You may have heard about OAuth authentication before but not really understood how it helps you. That’s fine, we will explain everything here. This technological standard is so important that Google are committed to using it for their Gmail and G Suite services.
What is OAuth and what does it do?
In simple terms, OAuth is a technology standard that enables you to share your details between different services without the need to reveal your password. You are probably already using services that deploy OAuth. It is used widely right now by website developers and with commonly used online apps.
OAuth is an open technological standard released back in 2010. Many well-known companies such as Google and Twitter have adopted it from the beginning and many others have followed suit.
There were a number of revisions to OAuth in the first couple of years and version 2.0 appeared in 2012. This helped it to be even more widely adopted. Giants like Facebook, PayPal, Amazon, LinkedIn, Netflix, Instagram and Microsoft have all adopted it now.
Why OAuth is so important
These days, most people have many different digital accounts. They have online bank accounts, online store accounts, social media accounts and accounts with other websites. To access all of these accounts you need to have a username and password setup.
The sharing of data is now part of our everyday lives. In order to share files with others there is a need to integrate services. Examples of this is being able to share some great content that you found on LinkedIn or photographs that you have taken on Facebook.
You can also link a payment processor like PayPal directly to your bank account. We all want these things in our lives. A few years ago, this kind of integration was very difficult but changes in technology have made this possible.
The problem is that with all of this integration and the sharing of files and data you have to provide access to your personal information to third parties. When you do this, you run the risk of compromising your privacy.
The good news is that the OAuth standard provides a safe way for you to link your different digital accounts. It allows you to keep your personal information secure while you perform the transfer of data with third parties.
Examples of OAuth in action
Have you ever gone to login to a website service and it provides you with the opportunity to log in using your credentials on Facebook or Google for example? This is pretty common nowadays. All you need to do is to select the service that you want and then it will provide the necessary authentication for you.
The website that you want to log in to will accept the authentication credentials provided by websites like Google and Facebook. You do not have to provide any additional information to the third party website.
Another example of OAuth in action is when you want to send files that you have stored in the cloud via email. Let’s assume for this example that you have a Gmail account for email and a Dropbox cloud storage account. There is no relationship between these two services.
So when you are using Gmail and want to attach a file from your Dropbox account, OAuth will work in the background to authenticate the browsing to the Dropbox files seamlessly. You will not have to login to your Dropbox account to enable the attachment of the files.
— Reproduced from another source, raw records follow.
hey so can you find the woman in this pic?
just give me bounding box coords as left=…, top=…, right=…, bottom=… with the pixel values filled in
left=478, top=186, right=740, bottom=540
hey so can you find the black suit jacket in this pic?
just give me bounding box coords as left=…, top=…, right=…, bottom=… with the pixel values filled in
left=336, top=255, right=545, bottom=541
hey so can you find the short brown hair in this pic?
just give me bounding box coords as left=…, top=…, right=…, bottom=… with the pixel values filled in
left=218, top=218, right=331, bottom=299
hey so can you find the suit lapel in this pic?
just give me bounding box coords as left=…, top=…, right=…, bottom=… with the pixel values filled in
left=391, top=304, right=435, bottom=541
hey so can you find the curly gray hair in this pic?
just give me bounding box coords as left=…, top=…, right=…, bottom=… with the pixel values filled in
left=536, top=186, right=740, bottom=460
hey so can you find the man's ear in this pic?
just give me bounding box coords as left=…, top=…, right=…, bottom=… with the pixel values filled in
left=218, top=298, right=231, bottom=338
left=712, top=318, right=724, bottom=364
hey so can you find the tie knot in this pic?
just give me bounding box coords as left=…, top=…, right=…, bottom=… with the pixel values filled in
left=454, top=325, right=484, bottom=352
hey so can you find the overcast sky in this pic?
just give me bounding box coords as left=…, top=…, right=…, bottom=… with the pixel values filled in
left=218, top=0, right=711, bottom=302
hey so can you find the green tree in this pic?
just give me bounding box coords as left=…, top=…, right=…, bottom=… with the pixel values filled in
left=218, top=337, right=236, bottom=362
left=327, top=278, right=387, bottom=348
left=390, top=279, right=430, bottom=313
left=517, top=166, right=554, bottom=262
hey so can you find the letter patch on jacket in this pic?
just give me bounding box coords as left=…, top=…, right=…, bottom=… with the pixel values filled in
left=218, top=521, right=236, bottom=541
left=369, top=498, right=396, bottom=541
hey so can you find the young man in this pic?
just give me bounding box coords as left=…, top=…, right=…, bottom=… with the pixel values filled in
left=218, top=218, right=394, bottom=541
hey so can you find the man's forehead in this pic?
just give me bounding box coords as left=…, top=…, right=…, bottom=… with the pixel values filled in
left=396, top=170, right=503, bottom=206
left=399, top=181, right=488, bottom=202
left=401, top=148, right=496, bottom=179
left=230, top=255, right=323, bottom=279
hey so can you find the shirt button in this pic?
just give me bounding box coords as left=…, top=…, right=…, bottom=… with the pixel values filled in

In both of these examples, you are using one transaction to use two services and not having to login to both of them. This is the power of OAuth. If your browser is up to date then it will support OAuth. The individual services involved will also support the correct version of OAuth.
How OAuth works
In order for OAuth to work you need to be logged in to one of the services that you will use (e.g. Gmail). You will then initiate a transaction that requires the use of an unrelated service, such as attaching a Dropbox file as we used as an example above. This is what happens:
- The service that you are logged in to (e.g. Gmail) will connect with the second service (e.g. Dropbox) on your behalf and will use OAuth to verify your identity.
- The second service will generate a token for onetime use and a unique onetime secret for the specific transaction.
- The first service will provide the token and the secret to your browser.
- Your browser presents this to an authorization provider (this is not always the second service).
- Your browser can then request authentication if the provider has not already authenticated. It will then approve the authorization to the second service.
- Your browser then uses a generated approved access token and passes this to the first service.
- The first service provides this access token to the second service to prove authentication.
- All of this happens seamlessly and you just see your desired transaction occur.
All of these steps are necessary for OAuth to avoid the need for you to log in to the second service.